When You Wish Upon a Cockroach
By Canton CitizenAn Urban Romantic Love Story
By Joseph E. Hulme
Below is the winning submission in the adult prose category from the second annual “Canton Writes” poetry and short story contest. Other winning entries, as selected by a panel of talented local writers, will appear in the Citizen throughout the spring and summer. As a proud sponsor of the contest along with the Canton Cultural Council and the Friends of the Canton Public Library, the Citizen would like to congratulate all of this year’s contestants on a job well done.
Vera poured a cup of coffee and shuffled over to the table. Lou turned the page of his newspaper and let out a tremendous belch.
Outside the sound of rumbling traffic drifted through their grimy apartment window.
“Say excuse me, ya slob,” Vera said, scowling.
“Shut up,” Lou returned, not looking up from his paper.
“No, you shut up,” she said, fishing her cigarettes out of the pocket of her tattered purple robe.
Lou leaned back in his chair and took a sip of his coffee. “Red Sox lost last night,” he muttered to himself.
“And I’m sure you bet on them to win,” Vera said, lighting up a cigarette.
Lou flashed her his middle finger and Vera scowled. She expelled smoke through her nose and watched a cockroach scurry across the table.
Lou swung his cup down. “Gotcha,” he said proudly, examining the bottom of his cup.
Vera looked at him with disgust. Latino music and laughter drifted down on them from the apartment above.
“You’re so gross. I can’t believe I wasted twenty years being married to you,” She said.
Lou gulped the rest of his coffee down and stood. “I gotta go to work. Don’t sit around on your fat butt all day watching television and smoking cigarettes. Clean this place up and have dinner ready by six.”
“I wasted my youth on you.”
“Don’t flatter yourself. You got crooked teeth and your eyes are too close together. Even when you were young, you weren’t that great in bed.”
Vera’s head snapped back like she had been slapped. “I hate your guts,” she spit out with venom. “I wish I never married you.”
Lou’s dark eyes flashed. He moved with surprising speed for an overweight man. He grabbed Vera by the scruff of her neck and held the bottom of his coffee cup inches from her face.
“You wanna wish on something, skank? Go ahead; make a wish on this crushed cockroach,” Lou snarled. “Let go of me you jerk. You’re hurting me,” Vera said viciously, with a touch of fear.
“Go ahead, wish on it,” Lou said through gritted teeth.
“That’s stupid. I’m not wishing on a cockroach.”
“It’s not stupid. It’s an old wives’ tale.”
“I never heard of it,” Vera said, trying to twist out of Lou’s grip.
“That’s because I just made it up. Wish on it or I’m going to make you eat it.”
Lou pushed the cup closer to her face.
“Fine-fine,” Vera yelled. “I wish you were dead like that cockroach.”

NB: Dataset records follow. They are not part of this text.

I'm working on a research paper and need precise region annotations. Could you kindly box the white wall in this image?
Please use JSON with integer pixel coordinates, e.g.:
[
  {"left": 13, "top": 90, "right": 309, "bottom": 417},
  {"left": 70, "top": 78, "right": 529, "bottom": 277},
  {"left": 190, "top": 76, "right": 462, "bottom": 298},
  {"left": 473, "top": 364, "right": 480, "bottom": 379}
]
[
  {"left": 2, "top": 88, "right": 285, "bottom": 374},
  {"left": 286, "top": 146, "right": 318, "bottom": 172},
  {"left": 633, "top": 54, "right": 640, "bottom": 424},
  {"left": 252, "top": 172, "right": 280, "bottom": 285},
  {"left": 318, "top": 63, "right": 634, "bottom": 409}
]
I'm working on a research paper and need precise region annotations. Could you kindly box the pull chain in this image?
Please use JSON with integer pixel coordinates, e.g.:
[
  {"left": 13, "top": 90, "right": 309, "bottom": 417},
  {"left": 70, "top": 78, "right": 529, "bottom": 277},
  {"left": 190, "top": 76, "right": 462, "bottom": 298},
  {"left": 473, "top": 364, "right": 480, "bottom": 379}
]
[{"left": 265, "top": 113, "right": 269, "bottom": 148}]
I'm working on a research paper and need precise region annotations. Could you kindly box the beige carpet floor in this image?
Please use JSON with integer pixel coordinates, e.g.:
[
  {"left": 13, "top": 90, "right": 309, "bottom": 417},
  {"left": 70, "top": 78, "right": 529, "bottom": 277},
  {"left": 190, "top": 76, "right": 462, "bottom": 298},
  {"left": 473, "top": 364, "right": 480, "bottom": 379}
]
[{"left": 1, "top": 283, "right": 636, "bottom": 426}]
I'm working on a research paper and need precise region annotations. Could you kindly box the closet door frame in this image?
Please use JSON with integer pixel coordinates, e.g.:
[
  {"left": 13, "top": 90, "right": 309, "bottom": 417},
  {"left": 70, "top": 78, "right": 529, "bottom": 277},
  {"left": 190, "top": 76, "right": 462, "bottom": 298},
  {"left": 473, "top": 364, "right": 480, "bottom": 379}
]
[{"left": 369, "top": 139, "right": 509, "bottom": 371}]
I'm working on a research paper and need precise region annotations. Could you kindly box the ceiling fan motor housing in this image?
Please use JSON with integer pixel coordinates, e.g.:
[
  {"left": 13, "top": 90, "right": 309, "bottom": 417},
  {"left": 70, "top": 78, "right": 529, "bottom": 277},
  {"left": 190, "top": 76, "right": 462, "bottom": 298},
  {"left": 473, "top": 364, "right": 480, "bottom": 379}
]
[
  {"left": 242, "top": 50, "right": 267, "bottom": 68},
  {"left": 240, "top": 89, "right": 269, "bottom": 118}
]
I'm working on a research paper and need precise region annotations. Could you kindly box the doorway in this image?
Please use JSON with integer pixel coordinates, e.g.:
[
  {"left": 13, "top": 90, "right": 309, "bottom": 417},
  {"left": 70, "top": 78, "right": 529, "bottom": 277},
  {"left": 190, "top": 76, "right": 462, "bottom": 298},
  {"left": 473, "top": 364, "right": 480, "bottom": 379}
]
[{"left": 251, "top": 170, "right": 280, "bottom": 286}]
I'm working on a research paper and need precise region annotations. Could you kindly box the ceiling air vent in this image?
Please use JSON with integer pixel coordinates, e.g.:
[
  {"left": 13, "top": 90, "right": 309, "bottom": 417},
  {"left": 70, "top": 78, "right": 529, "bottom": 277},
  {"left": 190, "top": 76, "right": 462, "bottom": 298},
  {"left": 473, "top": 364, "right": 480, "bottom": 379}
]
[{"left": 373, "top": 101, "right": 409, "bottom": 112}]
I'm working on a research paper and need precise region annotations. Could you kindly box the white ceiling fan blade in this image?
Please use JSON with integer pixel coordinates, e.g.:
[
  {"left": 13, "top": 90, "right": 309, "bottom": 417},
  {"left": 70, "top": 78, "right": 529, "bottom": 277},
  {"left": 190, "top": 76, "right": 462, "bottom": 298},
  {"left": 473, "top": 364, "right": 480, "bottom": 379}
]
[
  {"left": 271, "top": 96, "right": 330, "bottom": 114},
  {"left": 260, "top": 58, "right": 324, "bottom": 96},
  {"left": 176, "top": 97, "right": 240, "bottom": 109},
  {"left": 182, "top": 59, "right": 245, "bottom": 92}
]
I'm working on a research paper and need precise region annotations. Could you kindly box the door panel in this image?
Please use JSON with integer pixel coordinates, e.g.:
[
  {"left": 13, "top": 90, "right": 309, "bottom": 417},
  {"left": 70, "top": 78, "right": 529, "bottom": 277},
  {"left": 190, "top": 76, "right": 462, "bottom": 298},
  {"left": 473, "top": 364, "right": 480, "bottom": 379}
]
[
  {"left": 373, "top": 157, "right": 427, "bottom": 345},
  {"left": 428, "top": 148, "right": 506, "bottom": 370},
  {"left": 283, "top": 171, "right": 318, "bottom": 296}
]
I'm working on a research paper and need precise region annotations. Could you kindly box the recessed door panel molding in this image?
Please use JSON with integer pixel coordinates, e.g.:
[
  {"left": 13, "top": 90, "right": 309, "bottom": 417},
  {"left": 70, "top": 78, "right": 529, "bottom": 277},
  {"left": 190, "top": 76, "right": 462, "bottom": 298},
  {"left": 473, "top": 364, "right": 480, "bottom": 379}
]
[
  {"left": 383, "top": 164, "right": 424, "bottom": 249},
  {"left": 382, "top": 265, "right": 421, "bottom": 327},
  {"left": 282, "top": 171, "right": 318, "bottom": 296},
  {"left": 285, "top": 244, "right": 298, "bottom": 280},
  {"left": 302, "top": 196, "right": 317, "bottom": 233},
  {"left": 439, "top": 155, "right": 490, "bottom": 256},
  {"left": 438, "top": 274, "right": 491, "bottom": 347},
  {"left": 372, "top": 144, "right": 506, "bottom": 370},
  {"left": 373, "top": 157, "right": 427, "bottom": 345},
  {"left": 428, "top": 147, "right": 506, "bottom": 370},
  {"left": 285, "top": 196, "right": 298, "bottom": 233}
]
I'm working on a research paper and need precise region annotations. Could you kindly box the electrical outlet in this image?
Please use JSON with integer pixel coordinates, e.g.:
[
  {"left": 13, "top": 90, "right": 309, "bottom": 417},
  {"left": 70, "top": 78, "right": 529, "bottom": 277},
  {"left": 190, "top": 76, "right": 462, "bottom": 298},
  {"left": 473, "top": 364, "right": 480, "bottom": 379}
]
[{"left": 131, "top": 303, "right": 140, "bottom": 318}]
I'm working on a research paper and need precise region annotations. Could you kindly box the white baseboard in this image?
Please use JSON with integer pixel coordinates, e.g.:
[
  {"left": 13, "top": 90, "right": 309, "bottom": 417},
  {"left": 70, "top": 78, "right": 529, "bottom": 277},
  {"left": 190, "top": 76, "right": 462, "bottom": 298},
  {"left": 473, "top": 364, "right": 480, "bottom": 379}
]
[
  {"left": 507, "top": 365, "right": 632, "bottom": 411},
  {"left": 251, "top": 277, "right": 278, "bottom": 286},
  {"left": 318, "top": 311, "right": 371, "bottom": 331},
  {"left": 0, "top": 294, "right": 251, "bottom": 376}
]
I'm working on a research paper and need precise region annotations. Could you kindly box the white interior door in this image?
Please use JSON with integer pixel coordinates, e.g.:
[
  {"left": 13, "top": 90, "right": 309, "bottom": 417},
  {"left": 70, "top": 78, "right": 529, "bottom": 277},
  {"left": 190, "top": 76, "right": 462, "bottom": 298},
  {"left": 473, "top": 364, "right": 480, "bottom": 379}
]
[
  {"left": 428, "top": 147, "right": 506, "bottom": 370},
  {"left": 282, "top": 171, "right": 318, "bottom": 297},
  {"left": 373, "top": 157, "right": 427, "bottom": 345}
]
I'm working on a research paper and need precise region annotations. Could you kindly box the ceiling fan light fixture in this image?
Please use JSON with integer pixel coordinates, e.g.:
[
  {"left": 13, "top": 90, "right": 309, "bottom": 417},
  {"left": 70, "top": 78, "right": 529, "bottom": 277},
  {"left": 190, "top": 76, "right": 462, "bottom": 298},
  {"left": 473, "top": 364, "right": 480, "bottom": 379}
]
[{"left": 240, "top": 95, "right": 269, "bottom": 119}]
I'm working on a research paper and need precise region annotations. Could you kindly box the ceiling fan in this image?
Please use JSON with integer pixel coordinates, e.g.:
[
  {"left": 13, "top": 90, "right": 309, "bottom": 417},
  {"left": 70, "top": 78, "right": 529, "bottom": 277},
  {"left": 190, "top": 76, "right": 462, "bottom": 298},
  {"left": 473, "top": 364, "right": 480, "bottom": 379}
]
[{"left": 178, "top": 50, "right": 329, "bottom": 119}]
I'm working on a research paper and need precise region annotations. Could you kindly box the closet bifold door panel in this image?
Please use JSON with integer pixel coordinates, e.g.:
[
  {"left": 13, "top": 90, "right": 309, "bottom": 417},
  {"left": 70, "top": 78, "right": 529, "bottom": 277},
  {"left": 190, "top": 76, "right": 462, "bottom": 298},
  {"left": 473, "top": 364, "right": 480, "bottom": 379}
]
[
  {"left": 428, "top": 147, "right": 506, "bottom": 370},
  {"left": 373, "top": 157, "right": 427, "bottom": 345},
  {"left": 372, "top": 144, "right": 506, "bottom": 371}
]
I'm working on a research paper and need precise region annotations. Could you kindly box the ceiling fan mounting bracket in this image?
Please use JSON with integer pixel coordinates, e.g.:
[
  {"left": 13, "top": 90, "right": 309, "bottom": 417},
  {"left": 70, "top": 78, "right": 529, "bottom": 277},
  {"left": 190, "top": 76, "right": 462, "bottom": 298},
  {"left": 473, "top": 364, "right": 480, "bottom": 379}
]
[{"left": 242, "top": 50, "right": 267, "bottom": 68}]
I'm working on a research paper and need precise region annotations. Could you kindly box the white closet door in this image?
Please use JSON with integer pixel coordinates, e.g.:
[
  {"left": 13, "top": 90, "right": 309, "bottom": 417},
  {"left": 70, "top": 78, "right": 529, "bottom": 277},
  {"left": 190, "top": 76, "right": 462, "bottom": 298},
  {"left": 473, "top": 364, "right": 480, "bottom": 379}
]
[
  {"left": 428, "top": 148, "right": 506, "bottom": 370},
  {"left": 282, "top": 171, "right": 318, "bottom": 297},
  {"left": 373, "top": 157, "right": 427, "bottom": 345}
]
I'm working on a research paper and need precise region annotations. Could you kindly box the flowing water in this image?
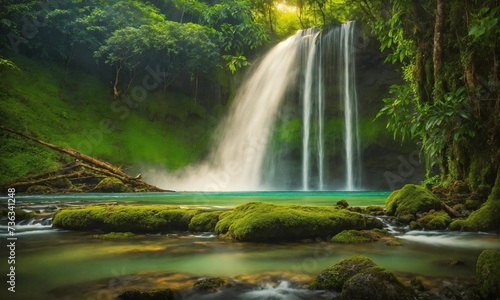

A flash of white filled the apartment, and Vera felt Lou’s grip leave her neck. She blinked a few times. “Where the hell did you go?” she said.
She looked down at the floor and felt her stomach lurch. Her eyes went wide and she clamped her hand over her mouth, muffling a scream.
Lou was spread over the floor by her feet, a twisted pulpy wreck. Only one arm and his head remained unmarked.
“Louis,” Vera whispered into her hand.
Lou’s vacant eyes stared past her. A fly landed on his wrist and began exploring the new territory.
Outside a city bus backfired and a cab’s horn blasted. Vera began to tremble, and tears streamed down her face. “Oh Lou, my sweetie, what have I done?”
Vera spotted the coffee cup on the table. She picked it up with a shaking hand and turned it over. The mashed roach still covered the bottom. Her stomach rolled as she realized that the roach and Lou now resembled each other. She pushed the thought aside. “I wish Lou alive,” she said.
Lou’s hand twitched and his eyes blinked. They focused on Vera. “Make it stop,” Lou screamed in agony. “For God’s sake, Vera, make it stop.”
His arm drummed against the floor and his head rolled through his bloody entrails.
Vera flinched against her chair, and she almost fumbled the cup. She held it tight against her breast. “I wish Lou alive, whole, and intact — like I knew him before with nothing wrong with him,” she said.
A flash of smoke filled the room. Vera fanned the air with her hand and saw Lou sitting on the floor with a look of surprise on his face.
“Vera, I’m, I’m all…” Lou said, touching his body to check if it was whole.
“Louis,” Vera screamed with delight. She scrambled out of her chair and onto the floor. She gripped his face in her hands and covered it with kisses. Lou looked at her with clear eyes, like he used to when they first dated. He felt a warmth run through his frame. He gently stroked the back of her hair and folded her into his beefy arms and whispered, “I love you, Vera.”
She smiled and rested her head against his chest. “And I love you too, Louis.”
They sat on the floor rocking slowly and holding each other tight.